Here the story is already well-known and the material, when it is fresh, trivial. The result is to make displeasing those things in the author’s approach which are usually to be admired. His relentlessly realistic and unemotional treatment of Hitler, Himmler, Goering and the rest of the Nazis allows us to see them plainer than we have ever done before, because most other writers have them typecast as monster, pervert, buffoon or self-serving lackeys. But the value-free approach, appropriate if he were writing of times more distant from our own, cannot be made to cut both ways in a history of the Second World War.
For better or worse – and better is still what most of us would say – its objects were those which continue to animate and inspire the democracies. The passage of time will lead us to recognise more easily the flaws of selfishness and cowardice which disfigured the policy of the democracies before and during the war. The vanity and egotism of many of the democracies’ leaders, military and civilian, have already been made to stand out. But these leaders still look better, individually and collectively, than their German counterparts and will continue to do so however often David Irving returns to the archives.

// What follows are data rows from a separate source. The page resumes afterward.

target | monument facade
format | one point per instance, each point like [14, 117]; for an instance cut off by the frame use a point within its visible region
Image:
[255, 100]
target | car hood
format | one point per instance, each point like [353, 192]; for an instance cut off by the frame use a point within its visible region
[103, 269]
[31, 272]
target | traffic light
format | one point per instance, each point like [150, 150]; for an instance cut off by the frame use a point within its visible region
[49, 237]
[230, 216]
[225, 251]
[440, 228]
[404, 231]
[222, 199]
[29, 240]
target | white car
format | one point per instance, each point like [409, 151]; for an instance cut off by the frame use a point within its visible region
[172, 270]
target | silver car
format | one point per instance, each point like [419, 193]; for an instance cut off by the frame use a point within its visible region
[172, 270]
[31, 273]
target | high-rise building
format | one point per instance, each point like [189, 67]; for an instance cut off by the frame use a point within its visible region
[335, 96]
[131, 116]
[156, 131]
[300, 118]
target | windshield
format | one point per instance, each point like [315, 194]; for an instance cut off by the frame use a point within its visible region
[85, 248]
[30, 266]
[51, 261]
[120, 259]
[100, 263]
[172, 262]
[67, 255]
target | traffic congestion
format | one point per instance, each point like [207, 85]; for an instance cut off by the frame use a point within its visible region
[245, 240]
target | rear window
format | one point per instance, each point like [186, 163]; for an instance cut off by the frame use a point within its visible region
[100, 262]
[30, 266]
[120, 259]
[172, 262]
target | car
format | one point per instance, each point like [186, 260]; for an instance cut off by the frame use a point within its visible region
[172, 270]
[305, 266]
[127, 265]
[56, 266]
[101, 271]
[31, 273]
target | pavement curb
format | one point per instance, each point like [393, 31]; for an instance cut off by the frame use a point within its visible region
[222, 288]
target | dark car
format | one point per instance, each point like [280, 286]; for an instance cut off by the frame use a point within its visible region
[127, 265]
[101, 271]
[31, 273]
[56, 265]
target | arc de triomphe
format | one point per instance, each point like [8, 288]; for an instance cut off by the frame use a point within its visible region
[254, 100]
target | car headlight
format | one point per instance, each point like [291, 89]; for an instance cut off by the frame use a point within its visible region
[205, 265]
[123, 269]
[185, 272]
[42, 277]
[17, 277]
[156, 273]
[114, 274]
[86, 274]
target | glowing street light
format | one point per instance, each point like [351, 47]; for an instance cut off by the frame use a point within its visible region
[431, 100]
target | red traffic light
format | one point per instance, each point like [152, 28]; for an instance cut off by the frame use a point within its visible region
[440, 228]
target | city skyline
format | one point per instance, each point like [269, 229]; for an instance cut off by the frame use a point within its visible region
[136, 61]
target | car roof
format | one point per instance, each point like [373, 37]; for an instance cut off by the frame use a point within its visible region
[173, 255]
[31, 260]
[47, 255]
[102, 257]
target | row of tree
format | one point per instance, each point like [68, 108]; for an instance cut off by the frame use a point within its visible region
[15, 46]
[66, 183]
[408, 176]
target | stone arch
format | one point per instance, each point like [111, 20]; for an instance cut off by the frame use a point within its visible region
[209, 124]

The facts about the Second Front are simply stated. Given the risks entailed, and that they were to be borne by the Allies, an inter-Allied strategic dispute was unavoidable. That it was sustained so temperately and resolved so amicably was the wonder. Personal differences between the Allied commanders were also inevitable. What is remarkable is that the differences never led to any irreparable breach, even between individuals. The credit for that must be given in part to Montgomery, who was a truly great battlefield soldier and so recognised, however grudgingly, by all his confréres, and for the rest to Eisenhower, whose talents for conciliation, encouragement and creative self-effacement partook of diplomatic genius. Tactical and strategic mistakes were made. But all must be viewed against the preinvasion expectation that the battle for France would last a year, instead of the three months it took to reach the German border. The logistic arrangements which underpinned the triumph in the field, though no doubt, when they faltered, provoking all the small rancours which the author pinpoints, were of unparalleled efficiency and almost in themselves assured the German defeat.
All in all, the last year of the Second World War in Europe was an annus mirabilis, and such war as there was between those generals lucky enough to be on the winning side pretty small beer. Back, please, Mr Irving, to the Führerhauptquartier.